According to the Rocky Mountain Elk Foundation (RMEF), “extreme environmentalist groups behind I-79 foresee a [wolf] population of at least 1,000 and are firmly against hunting and trapping.”
As usual, the push is coming from outside the state. The Sierra Club, Ted Turner Foundation and others are supportive of this, and Montana senator Mike Phillips, a director of the Turner Endangered Species Fund is advising the two Colorado partner groups behind the initiative, The Rocky Mountain Wolf Project and the Rocky Mountain Wolf Action Fund. The latter group is funded by the San Francisco-based Tides Center.
Colorado Parks and Wildlife (CPW) came out with a statement in 2016 opposing any intentional introduction of gray wolves to Colorado based on “potential conflict with the State’s livestock industry and current big game management efforts” and citing the conclusions of the Colorado Wolf Management Working Group’s study published in December 2004 in which the group said that natural migration into Colorado was likely to occur.
The wolf does not need any help in spreading.

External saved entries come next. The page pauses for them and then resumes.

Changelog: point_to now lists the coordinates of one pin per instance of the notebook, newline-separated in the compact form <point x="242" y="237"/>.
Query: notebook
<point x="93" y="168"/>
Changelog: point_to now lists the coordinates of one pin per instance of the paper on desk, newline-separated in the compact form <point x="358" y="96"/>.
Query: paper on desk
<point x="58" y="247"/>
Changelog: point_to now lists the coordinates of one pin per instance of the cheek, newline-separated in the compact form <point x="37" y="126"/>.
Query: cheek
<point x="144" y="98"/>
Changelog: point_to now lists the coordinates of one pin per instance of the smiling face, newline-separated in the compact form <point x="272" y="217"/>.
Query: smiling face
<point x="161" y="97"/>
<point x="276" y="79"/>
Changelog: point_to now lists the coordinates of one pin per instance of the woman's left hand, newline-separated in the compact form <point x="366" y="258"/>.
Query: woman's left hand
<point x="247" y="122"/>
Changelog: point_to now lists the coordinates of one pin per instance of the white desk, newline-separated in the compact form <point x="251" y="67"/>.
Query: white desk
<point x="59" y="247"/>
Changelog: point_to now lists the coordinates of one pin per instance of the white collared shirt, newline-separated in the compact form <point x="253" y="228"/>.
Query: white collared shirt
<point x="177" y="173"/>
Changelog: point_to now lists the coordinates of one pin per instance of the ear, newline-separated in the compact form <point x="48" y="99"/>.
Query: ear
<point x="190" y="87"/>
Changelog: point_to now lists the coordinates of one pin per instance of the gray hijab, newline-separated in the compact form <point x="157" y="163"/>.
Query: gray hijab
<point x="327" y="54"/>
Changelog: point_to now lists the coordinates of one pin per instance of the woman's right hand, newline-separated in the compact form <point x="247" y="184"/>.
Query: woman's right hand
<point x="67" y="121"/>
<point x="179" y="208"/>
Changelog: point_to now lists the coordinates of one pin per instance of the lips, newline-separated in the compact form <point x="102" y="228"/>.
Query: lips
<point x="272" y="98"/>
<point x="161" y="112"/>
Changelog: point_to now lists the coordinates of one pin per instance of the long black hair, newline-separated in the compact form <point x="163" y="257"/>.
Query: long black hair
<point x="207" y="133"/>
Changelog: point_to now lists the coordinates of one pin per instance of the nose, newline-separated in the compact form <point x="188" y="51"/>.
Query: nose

According to 2018 USFWS estimates of wolf populations the northern Great Lakes and the northern Rockies already have well-established populations of nearly 3,765 and 1,782 with populations now in Idaho, Montana, Oregon, Washington and Wyoming.
Given that, the U.S. Fish & Wildlife Service is in the public comment period until May 14 on its proposal to delist the gray wolf across the United States. You can submit comments on that here. Then click on the Comment Now blue button on the right side.
The war is on in Colorado. The issue will no doubt be on the ballot before long, funded by groups outside the state trying to force Colorado to do what the wildlife agency in charge of studying and managing the state’s wildlife has opposed. The flow of money into the state will build to fund an enormous media campaign aimed at the Front Range population centers in which new Coloradans from California and elsewhere will be encouraged to force the State to bring West Coast politics to bear on wildlife management. If you think this works well, I encourage you to talk to people in Oregon, both hunters and those in wildlife management.